We did a lot of the standard stuff that makes Hack Day so interesting, but there were a few innovations to the event format itself that I thought worked really well, too:

  1. DabbleDB. Simon Willison setup a simple hack submission queue using DabbleDB, a handy online database tool. It’s as if the software was designed for this purpose. Two nice benefits: 1) you can upload a screenshot with your submission which it displays nicely, and 2) it prints beautifully. I handed out a hardcopy of the hack demo queue for each judge who then used the list to take notes.
  2. Double Screens. We setup 2 projectors so we could jump back and forth between presentation locations and save some time. While one person was presenting, the next person was setting up on the other screen. I was a little worried it would be distracting, but that wasn’t a problem at all.

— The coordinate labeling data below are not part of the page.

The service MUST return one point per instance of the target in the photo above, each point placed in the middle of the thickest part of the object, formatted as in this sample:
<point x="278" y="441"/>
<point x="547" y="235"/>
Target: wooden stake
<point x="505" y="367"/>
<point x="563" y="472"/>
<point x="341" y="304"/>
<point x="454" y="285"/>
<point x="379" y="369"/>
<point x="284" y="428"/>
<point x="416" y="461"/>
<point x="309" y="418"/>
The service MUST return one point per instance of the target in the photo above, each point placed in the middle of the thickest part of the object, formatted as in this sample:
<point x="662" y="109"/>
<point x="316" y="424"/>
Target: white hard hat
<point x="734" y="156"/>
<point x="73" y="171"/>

    I think this is primarily what kept the pace up. We got through 37 hacks in just about an hour. At that pace you couldn’t really afford to look away. Oh, and Simon’s lightning timer was hugely helpful, too.

    This then had the nice effect of giving the judges more time to deliberate…

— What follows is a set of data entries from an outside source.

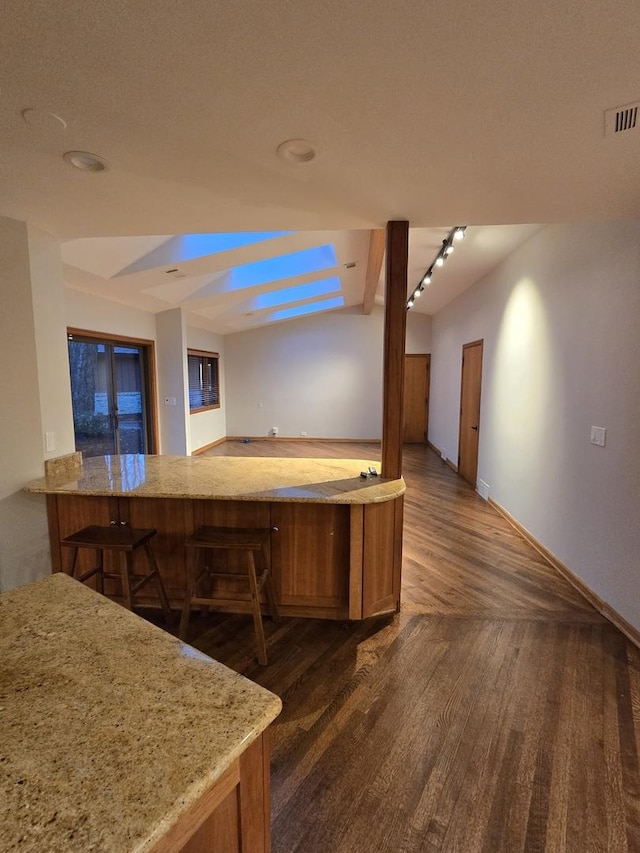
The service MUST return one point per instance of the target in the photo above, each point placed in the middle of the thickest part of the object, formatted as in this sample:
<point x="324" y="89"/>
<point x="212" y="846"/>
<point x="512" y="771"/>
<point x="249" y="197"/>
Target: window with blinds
<point x="204" y="383"/>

  3. Comprehensive recognition. The judges went through every single hack and found a way to acknowledge each participant. Emily Bell did a sort of improv act dishing out the jokes. She first went through all the hacks that “we would have given an award to”. Then she handed out the trophies…
  4. The Guardian Hack Day TrophySilly trophies. These worked perfectly. You can keep it on your desk. It makes no sense to anyone else. And it reinforces the idea that the recognition is for the work itself, not for winning a competition. We did hand out a couple of Flip cameras and Make Magazine generously offered some free subscriptions for the hardware hacks, but the emphasis was clearly on the hackers and their hacks, not the idea of ‘winning’.

Otherwise, it seemed to operate much like other Hack Days, except for the refreshing focus on hacks that mean something. I wasn’t sure what kind of hack quality to expect which was in fact very high, but I loved the fact that most of the hacks had the added dimension of context.

Many times a Hack Day results in a lot of amazing technology solutions for problems that don’t exist. I would never challenge the value of creativity for creativity sake, as that’s a big part of what Hack Day is about. But I was really happy to see that in addition to the impressive technical hacks things like Ben Griffiths’, Rob McKinnon’s and Simon Willison’s hacks (to name a few) presented data and information in new ways that could influence the way people think about what they are reading or interacting with.

Anyhow, the event was fantastic, and I’m really looking forward to doing it again.